Em meio a tudo isso temos os constrangimentos políticos e pedagógicos na nossa formação acadêmica, cada vez mais desfavorecida, carecida de reconhecimento e preparo, bem como os constrangimentos na hora de validar diplomas estrangeiros. É notório o êxodo de portugueses e não só, para outros países em que são reconhecidos financeiramente, fala-se muito que português não gosta de trabalhar, mas o que não gostam mesmo é de receber o que recebem e trabalhar com cargas horárias exaustivas para no final do mês mal conseguir pagar a renda. Há falta de políticas também nesse setor, ora, se trabalhamos bem e cumprimos com rigor o que manda o figurino, qual o problema em querer ser reconhecido e ganhar tal e qual ao trabalho que exerço? Nesse ponto, consigo atingir não só profissionais de arquitetura, mas todas as profissões em Portugal, também sei que falar sobre ordenados de profissões é algo bem arriscado e paira sob um quadro escuro, mas o que sei é que em sua generalidade somos mal pagos para a responsabilidade que temos de exercer na sociedade como um todo. É legítimo uma reflexão sobre como somos desvalorizados como profissionais nesse país e não digo isso como uma autocritica, eu por uma grande felicidade não tenho do que reclamar, fui sempre bem recebido e trabalho em um ambiente muito agradável. Mas eu sei que essa não é a realidade de muitos dos profissionais que estão no mercado.
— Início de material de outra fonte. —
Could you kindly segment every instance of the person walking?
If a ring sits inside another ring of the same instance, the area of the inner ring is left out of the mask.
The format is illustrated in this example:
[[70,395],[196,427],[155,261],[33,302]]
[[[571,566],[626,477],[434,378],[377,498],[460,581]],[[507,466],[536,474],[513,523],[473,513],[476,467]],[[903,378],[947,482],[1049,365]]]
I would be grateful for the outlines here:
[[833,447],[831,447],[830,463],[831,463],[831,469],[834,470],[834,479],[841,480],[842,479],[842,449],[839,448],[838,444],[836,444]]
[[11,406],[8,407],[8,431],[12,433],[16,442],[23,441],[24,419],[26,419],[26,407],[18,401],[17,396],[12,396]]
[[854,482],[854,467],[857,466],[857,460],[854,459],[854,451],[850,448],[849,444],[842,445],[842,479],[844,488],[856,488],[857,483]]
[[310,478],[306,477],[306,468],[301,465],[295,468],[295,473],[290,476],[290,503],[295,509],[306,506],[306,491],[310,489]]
Eu poderia concluir falando o que de fato fazemos como profissionais, desde criação de mobiliário com design refinado, à construção de casas e edifícios a cidades inteiras, mas afinal, um arquiteto não vive apenas de seus desenhos, vivemos de anseios por reconhecimento, por acesso mais facilitado para cidadãos desfavorecidos, órgãos mais eficientes e mais ágeis na solução das licenças. Afinal, um arquiteto não vive apenas de deus desenhos, mas sim de todos os sonhos embutidos neles e em seus promotores que de acordo mútuo fazem acontecer essa profissão desafiadora e extremamente necessária na vida das pessoas.